Horses struggle with quick lighting changes
Horses may be able to see better at night, but they take longer to adjust to changes in lighting. While people's eyes can quickly adjust, horses need up to 20 minutes to fully adjust to dim barn aisles and dark trailers. So be patient with your horse when heading into a new barn or arena with a lighting change.
Horses have a built-in shade structure in their eyes
If you've ever looked closely at a horse's eye, you've likely seen the granulae iridica, a small, wavy and protruding shade structure in the horses' eye. This helps them in bright scenarios, and it's speculated that it assists in-depth perception.
Horses see moving objects better than stationary ones
Understandably, as prey animals, horses see moving objects better than stationary ones. If you see a pony in a field 50 yards away that hasn't moved, prepare for your horse to notice the pony when it starts moving if they don't smell it first.
Horses will raise their heads to focus on objects
A horse raising its head gives an opportunity for their binocular vision (vision using both eyes for things in front of them) to be put to use. If a horses' head is tucked and behind the vertical, their binocular sight is reduced to the dirt in front of them. A horse raising its head gives them better sight and improved depth perception.

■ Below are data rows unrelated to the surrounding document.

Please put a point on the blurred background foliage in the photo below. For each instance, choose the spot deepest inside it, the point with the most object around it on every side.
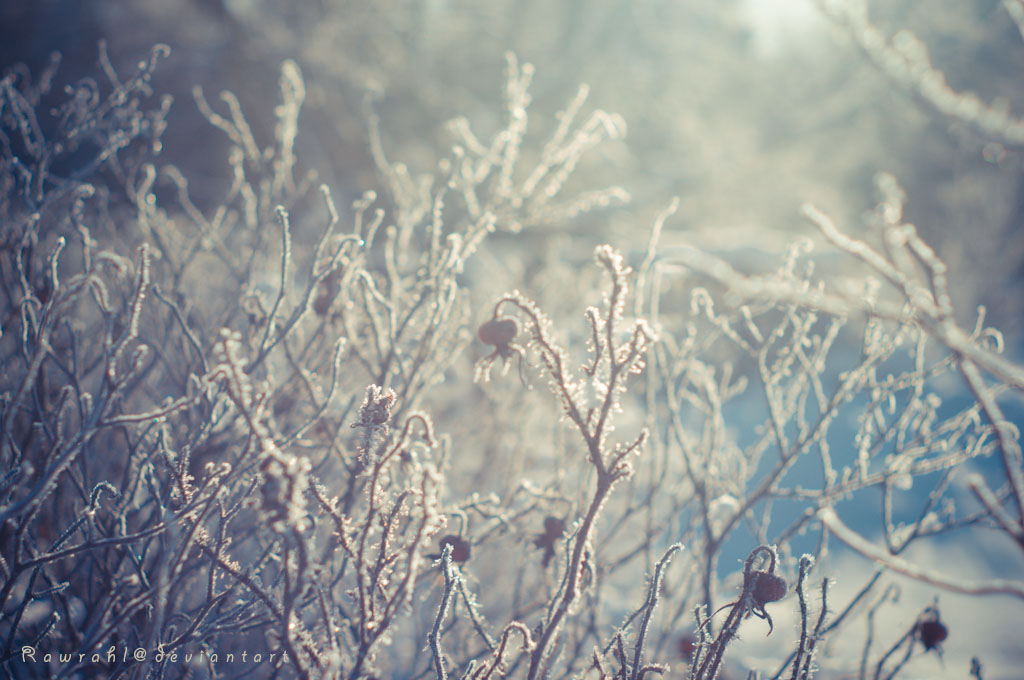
(741, 108)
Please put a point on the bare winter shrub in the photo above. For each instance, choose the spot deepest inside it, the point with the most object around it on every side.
(275, 437)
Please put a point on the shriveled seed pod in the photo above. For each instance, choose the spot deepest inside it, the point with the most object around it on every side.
(498, 332)
(768, 588)
(460, 548)
(932, 633)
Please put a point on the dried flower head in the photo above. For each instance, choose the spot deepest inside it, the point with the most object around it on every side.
(554, 528)
(931, 631)
(500, 332)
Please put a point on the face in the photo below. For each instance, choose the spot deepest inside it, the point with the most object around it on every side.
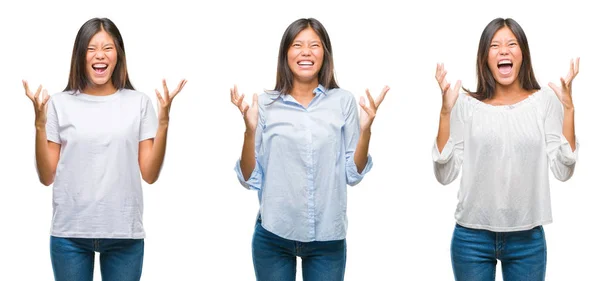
(505, 57)
(305, 55)
(101, 59)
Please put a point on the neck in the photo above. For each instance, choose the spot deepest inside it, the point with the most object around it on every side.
(304, 89)
(509, 91)
(100, 90)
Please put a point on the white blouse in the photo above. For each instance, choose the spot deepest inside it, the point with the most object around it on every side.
(505, 152)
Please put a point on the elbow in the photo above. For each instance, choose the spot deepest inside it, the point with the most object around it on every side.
(150, 180)
(564, 177)
(46, 181)
(444, 180)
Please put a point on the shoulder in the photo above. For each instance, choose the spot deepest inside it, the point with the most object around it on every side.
(62, 95)
(545, 96)
(133, 94)
(340, 93)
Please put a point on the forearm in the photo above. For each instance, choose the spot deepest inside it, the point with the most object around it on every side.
(42, 157)
(157, 155)
(248, 160)
(443, 131)
(362, 150)
(569, 126)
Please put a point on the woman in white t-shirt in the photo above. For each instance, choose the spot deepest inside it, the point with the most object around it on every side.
(92, 141)
(504, 135)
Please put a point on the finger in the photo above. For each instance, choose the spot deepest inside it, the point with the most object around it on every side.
(382, 95)
(371, 101)
(576, 67)
(240, 102)
(445, 88)
(179, 87)
(254, 100)
(27, 91)
(37, 94)
(563, 83)
(555, 88)
(45, 97)
(165, 88)
(367, 110)
(457, 86)
(159, 97)
(443, 77)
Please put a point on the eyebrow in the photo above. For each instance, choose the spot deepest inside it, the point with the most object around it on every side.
(313, 41)
(509, 40)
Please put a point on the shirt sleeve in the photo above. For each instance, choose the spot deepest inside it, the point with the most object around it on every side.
(448, 162)
(351, 133)
(560, 156)
(148, 121)
(52, 133)
(256, 178)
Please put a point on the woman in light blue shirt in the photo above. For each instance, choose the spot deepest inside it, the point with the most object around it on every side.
(303, 144)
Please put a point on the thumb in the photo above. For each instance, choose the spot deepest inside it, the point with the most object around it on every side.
(254, 100)
(457, 86)
(554, 88)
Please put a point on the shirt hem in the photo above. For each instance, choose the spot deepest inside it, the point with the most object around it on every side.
(98, 235)
(504, 229)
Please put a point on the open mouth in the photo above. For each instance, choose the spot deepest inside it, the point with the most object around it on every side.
(505, 66)
(306, 63)
(100, 68)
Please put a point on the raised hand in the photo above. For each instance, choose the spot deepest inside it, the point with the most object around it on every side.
(367, 114)
(249, 112)
(164, 103)
(564, 92)
(449, 95)
(39, 104)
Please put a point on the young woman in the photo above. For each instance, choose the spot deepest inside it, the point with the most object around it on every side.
(504, 135)
(92, 141)
(303, 144)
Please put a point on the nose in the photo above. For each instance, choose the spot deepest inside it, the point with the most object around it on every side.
(305, 51)
(99, 54)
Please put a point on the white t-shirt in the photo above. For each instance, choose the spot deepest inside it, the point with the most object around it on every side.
(97, 191)
(505, 152)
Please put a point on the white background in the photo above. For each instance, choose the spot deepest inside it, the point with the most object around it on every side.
(199, 220)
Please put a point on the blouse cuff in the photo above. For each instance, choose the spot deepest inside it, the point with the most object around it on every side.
(565, 154)
(352, 171)
(445, 155)
(254, 177)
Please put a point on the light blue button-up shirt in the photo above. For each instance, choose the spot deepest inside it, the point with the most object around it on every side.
(304, 161)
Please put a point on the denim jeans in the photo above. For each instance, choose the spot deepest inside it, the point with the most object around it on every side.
(73, 258)
(275, 258)
(521, 253)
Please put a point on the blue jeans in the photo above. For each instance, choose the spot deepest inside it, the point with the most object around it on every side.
(73, 258)
(475, 252)
(275, 258)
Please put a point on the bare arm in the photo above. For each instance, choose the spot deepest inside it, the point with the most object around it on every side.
(46, 152)
(564, 94)
(250, 114)
(151, 152)
(449, 97)
(367, 117)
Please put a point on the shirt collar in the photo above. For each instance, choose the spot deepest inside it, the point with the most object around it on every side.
(317, 91)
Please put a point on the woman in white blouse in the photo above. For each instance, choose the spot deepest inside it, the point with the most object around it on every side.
(504, 135)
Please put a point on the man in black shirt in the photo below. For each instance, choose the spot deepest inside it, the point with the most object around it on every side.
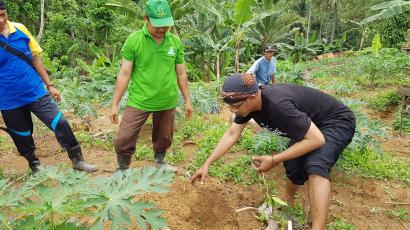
(319, 127)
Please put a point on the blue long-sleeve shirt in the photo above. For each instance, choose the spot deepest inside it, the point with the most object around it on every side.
(263, 70)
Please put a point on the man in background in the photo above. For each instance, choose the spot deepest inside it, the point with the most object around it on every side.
(25, 88)
(153, 60)
(264, 68)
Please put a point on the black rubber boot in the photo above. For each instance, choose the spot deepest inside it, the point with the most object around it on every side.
(33, 162)
(76, 156)
(124, 162)
(160, 163)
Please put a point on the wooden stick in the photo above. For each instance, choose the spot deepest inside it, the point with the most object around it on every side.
(403, 224)
(247, 208)
(290, 225)
(397, 203)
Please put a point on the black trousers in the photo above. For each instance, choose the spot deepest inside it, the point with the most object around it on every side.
(20, 125)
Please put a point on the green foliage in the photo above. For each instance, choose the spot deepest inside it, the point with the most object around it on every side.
(53, 199)
(401, 121)
(401, 213)
(384, 100)
(367, 131)
(204, 97)
(243, 11)
(263, 143)
(376, 43)
(392, 32)
(388, 9)
(368, 163)
(86, 93)
(87, 139)
(113, 198)
(239, 170)
(341, 224)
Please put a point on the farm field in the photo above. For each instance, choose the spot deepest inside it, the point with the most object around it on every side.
(100, 56)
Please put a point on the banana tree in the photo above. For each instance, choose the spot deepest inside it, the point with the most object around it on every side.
(387, 10)
(242, 14)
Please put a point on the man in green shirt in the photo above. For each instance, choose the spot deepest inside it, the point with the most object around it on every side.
(153, 59)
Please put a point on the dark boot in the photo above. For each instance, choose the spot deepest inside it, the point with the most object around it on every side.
(76, 156)
(124, 161)
(33, 162)
(160, 163)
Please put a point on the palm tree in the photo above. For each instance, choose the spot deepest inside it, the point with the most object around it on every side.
(40, 32)
(387, 10)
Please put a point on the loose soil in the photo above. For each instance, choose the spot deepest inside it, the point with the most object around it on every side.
(360, 201)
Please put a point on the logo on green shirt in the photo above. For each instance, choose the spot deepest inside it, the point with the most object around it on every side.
(171, 51)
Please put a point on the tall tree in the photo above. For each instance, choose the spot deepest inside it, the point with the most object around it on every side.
(42, 12)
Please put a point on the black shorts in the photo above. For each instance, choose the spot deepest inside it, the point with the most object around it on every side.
(338, 134)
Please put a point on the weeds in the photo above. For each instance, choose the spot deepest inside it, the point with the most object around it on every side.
(383, 101)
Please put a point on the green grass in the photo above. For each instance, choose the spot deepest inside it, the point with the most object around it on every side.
(384, 100)
(370, 164)
(87, 139)
(341, 224)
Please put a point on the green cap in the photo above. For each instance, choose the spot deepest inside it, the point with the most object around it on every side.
(159, 13)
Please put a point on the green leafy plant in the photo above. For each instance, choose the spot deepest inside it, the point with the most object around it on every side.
(401, 213)
(54, 199)
(401, 121)
(384, 100)
(341, 224)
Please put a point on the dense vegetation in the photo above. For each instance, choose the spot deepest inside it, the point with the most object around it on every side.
(82, 41)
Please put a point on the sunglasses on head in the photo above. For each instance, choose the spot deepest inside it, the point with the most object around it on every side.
(236, 105)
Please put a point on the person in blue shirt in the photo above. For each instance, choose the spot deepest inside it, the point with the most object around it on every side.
(25, 88)
(264, 68)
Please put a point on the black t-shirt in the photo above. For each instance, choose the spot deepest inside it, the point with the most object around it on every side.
(288, 110)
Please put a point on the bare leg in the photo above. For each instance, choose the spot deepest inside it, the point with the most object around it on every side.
(289, 194)
(319, 193)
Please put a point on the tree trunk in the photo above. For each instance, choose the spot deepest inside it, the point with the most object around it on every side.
(308, 29)
(40, 32)
(332, 36)
(217, 73)
(203, 66)
(237, 54)
(363, 38)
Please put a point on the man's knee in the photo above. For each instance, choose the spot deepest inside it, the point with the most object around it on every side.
(122, 145)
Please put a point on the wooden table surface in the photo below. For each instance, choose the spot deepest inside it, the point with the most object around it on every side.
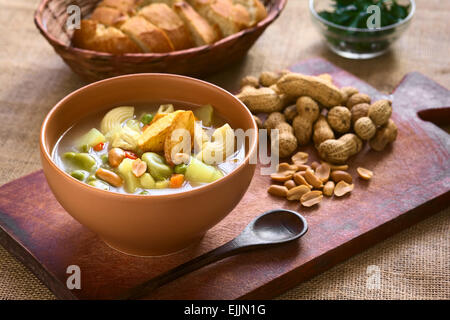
(414, 264)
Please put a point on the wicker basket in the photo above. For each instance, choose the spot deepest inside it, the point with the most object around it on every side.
(51, 15)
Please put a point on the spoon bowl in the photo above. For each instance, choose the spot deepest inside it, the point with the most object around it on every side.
(278, 226)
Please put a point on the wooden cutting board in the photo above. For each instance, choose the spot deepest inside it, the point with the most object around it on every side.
(411, 182)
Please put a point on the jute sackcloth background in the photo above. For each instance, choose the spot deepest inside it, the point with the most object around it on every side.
(414, 264)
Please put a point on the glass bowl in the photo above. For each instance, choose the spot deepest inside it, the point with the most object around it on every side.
(357, 43)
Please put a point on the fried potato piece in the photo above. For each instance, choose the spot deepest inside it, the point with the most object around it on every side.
(152, 139)
(179, 141)
(157, 117)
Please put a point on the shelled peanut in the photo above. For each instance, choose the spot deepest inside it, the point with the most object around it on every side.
(308, 183)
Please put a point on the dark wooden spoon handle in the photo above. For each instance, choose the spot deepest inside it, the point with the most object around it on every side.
(226, 250)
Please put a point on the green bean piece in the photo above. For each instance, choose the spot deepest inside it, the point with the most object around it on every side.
(91, 178)
(69, 155)
(99, 184)
(156, 166)
(79, 174)
(180, 168)
(104, 158)
(147, 118)
(162, 184)
(85, 148)
(84, 161)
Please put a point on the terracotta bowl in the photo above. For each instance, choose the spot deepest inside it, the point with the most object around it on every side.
(153, 224)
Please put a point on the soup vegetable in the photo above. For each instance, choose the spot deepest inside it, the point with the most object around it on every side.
(156, 152)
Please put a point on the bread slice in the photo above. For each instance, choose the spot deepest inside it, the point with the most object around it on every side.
(109, 16)
(144, 3)
(162, 16)
(146, 35)
(241, 16)
(223, 14)
(201, 31)
(125, 6)
(95, 36)
(255, 8)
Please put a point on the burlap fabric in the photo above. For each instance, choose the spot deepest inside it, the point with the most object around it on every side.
(411, 265)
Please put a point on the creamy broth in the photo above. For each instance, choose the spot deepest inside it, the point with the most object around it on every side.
(68, 143)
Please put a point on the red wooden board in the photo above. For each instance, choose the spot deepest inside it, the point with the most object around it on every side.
(411, 182)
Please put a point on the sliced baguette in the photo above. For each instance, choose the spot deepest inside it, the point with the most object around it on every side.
(222, 14)
(126, 6)
(201, 31)
(95, 36)
(255, 8)
(146, 35)
(162, 16)
(109, 16)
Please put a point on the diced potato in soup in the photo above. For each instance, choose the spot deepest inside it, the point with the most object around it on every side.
(149, 150)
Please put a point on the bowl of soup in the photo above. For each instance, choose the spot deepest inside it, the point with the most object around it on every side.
(149, 162)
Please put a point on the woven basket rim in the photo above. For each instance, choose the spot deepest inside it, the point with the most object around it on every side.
(274, 12)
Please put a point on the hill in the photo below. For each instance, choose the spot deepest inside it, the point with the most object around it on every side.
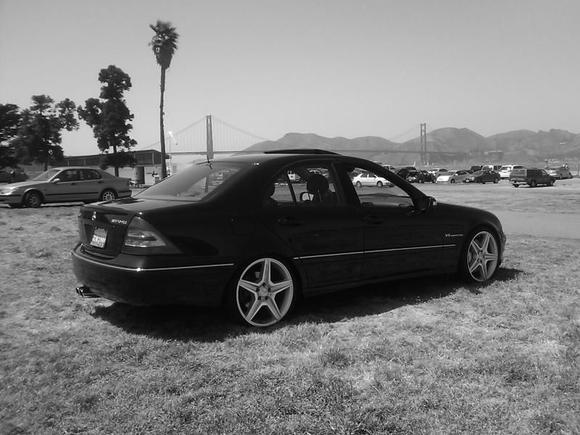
(450, 146)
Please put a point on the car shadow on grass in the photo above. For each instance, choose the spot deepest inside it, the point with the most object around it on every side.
(188, 323)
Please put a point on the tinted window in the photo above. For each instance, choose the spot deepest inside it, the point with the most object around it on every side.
(90, 174)
(197, 182)
(303, 185)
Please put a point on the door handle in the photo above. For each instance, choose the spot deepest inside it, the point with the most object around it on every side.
(289, 221)
(373, 220)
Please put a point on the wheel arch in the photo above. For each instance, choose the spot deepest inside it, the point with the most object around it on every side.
(244, 262)
(480, 226)
(33, 190)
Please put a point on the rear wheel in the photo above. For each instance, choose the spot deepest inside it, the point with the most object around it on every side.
(32, 199)
(480, 257)
(263, 293)
(108, 195)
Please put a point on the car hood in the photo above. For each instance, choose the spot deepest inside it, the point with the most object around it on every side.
(24, 184)
(141, 206)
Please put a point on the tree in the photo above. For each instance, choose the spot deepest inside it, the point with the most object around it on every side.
(40, 132)
(109, 118)
(9, 124)
(164, 44)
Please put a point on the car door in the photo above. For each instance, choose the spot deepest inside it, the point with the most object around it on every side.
(324, 233)
(63, 187)
(90, 185)
(398, 240)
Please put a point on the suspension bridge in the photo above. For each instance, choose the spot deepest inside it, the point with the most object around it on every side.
(210, 135)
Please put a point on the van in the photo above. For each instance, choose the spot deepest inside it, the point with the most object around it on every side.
(532, 177)
(505, 170)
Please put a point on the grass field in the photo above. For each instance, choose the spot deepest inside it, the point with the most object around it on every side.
(419, 356)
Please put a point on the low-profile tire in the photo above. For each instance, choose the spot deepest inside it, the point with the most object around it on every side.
(32, 199)
(108, 195)
(480, 256)
(263, 293)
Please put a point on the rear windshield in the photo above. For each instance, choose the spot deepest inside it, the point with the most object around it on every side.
(197, 182)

Horses experience eye irritation, just like people
Horses can experience eye irritation and blindness from external factors and genetic diseases. Flies and uveitis, also called moon blindness, can cause eye irritation and weeping.
Horses are prey animals, and their eyes are placed laterally on their heads
This means something coming from their side is actually the center of their vision since they have predominantly monocular vision (meaning their eyes work independently).
Horses see nearly 360 degrees, with a few exceptions
Thanks to their eye placement, horses see 90% of what's around them. They have blind spots directly behind them and very close in front of them, although a slight turn of the head alleviates the blind spots.